今年の4月ネトフリのアニメ「Yasuke-ヤスケ」が配信スタートになり、ご存じの方も多いでしょう。
弥助は1582年織田信長が「本能寺の変」で死ぬまで付き添い、数奇な人生を送りました。
丸尾会員が水源探査を行なっているポルトガルの旧植民地モザンビークのニアサ州には、3つの部族が住んでいます。その内のYao族が弥助の部族でありYaosuke がYasuke になったものではないかと多く歴史家が推測しているようです。
6月28日 個人会員丸尾さんからのレポートです。
モザンビーク北端のニアサ州には、ヤオ族の他にニャンジャ族、マクア族の3つの部族が暮らしている。ニャンジャは湖と言う意味でニアサ湖の周りのみ住んでいる。マクア族はモザンビークのどこにでもいる人々で、人口希薄なニアサ州の隙間を埋める形で後から入り込んで来て、今では先住民であるヤオ族の人々と混じりあって暮らしている。

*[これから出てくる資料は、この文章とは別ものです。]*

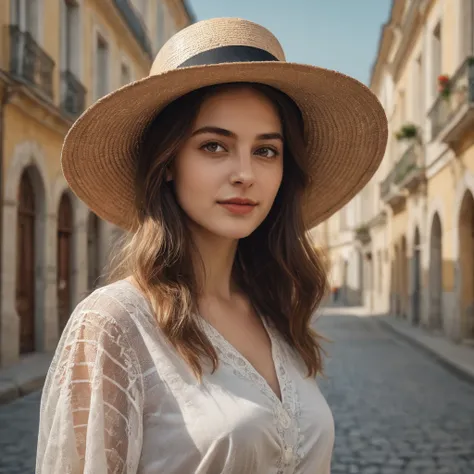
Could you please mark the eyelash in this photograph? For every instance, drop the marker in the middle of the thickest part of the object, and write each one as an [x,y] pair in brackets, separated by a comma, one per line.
[274,150]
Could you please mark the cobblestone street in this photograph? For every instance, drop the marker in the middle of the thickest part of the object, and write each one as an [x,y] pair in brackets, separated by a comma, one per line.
[18,435]
[397,411]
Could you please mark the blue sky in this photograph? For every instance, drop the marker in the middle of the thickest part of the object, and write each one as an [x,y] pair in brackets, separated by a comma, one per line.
[336,34]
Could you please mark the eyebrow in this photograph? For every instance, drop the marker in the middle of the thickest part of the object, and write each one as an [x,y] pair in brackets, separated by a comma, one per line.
[228,133]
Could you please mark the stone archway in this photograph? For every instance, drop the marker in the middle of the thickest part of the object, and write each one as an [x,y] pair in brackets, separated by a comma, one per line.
[64,259]
[416,278]
[396,280]
[26,173]
[26,263]
[466,258]
[93,251]
[29,256]
[436,275]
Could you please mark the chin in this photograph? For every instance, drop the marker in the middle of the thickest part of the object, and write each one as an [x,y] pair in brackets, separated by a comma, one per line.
[234,232]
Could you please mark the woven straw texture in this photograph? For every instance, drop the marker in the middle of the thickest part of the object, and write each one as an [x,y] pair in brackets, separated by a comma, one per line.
[345,125]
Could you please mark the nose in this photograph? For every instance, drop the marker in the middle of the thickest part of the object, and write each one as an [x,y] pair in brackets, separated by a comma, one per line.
[243,169]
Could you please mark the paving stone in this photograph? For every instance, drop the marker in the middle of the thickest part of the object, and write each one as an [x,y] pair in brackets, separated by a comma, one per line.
[396,410]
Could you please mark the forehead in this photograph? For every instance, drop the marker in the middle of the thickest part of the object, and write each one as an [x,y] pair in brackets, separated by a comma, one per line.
[238,107]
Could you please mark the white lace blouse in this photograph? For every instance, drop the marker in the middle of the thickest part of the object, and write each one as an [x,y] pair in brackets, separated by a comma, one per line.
[119,399]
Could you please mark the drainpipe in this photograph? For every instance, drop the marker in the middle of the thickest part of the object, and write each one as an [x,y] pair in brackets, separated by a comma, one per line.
[7,92]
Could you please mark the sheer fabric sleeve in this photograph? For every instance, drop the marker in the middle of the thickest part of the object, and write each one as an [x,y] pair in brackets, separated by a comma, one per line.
[92,402]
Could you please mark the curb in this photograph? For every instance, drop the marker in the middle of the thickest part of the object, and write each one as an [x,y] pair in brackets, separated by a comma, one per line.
[447,363]
[26,376]
[10,391]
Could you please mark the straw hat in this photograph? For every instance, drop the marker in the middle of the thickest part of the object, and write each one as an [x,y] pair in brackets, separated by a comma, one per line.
[345,125]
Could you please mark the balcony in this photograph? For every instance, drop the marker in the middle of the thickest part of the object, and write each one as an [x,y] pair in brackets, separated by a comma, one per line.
[73,95]
[362,234]
[452,115]
[405,176]
[128,13]
[29,63]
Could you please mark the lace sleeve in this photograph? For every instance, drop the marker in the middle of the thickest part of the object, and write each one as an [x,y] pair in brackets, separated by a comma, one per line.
[92,402]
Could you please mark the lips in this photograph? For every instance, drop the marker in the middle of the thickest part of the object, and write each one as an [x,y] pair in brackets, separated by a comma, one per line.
[238,205]
[239,201]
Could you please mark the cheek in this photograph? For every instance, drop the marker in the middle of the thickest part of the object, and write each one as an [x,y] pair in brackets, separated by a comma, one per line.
[193,182]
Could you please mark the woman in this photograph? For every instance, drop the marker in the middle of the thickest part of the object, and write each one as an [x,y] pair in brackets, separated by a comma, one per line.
[199,357]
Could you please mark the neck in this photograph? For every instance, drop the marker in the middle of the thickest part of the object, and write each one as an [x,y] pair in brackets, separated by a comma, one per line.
[214,264]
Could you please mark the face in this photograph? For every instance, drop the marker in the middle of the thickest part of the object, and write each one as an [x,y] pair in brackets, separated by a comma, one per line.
[227,174]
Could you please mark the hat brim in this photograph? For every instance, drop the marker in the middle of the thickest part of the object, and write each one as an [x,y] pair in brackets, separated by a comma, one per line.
[345,126]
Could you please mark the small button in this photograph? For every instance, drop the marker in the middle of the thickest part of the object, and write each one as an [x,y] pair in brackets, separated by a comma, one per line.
[284,419]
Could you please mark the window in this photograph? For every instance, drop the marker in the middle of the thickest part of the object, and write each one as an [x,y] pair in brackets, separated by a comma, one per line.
[70,37]
[101,67]
[125,74]
[436,58]
[25,14]
[418,90]
[160,24]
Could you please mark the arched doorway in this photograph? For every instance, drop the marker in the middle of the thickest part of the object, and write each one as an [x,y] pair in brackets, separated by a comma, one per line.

ヤオ族はニアサ州の他に、国境をなすルブマ川を挟んで北側、タンザニア最南端の地域や、ニアサ湖を挟んで西隣のマラウイの一部にも住んでいる。ヤオ族はポルトガルがこの国を植民地化する以前は、マカタ王国として独立国をなしていた。彼らは侵入してきたポルトガル勢力に対して最後まで勇敢に戦い、また、ポルトガルからの独立に際しては、真っ先に立ち上がった人達であった、と言われている。
私が泊まっているロッジのレシェプショニスト兼食事も運ぶ給仕。
両親ともにヤオ族であるが彼はもう一つの部族であるマクア語も話せる。
慎み深さは漂っている。
この大工もヤオ族である。 彼に井戸を掘る時に穴から上がってくる岩石のかけらのサンプル入れの箱を作ってもらった。ほとんど廃材のような木材からノコギリとカンナだけで器用に2時間ほどでも箱を作ってくれた。
ヤオ族とマクア族とが混ざっている。ほとんどが両方の言葉を話すバイリンガル。また学校ではポルトガル語で授業が行われているので実際はトリリンガル。
レンタカーの運転手ドミンゴ君、ヤオ族でマカタ王国のことを話始めたら止まらない。
当地で私が出会ったヤオ族の人達は、写真で見るように、弥助の末裔らしく精悍な一面もあるが、穏やかで控えめ、どことなく人の良さそうな顔立ちをしている。マプトから来た人がヤオ族の人々を指して、大変ホスピタブルで謙虚、昔ながらの質素な生活をしている、と表現している。私もまさに同じ印象を持っている。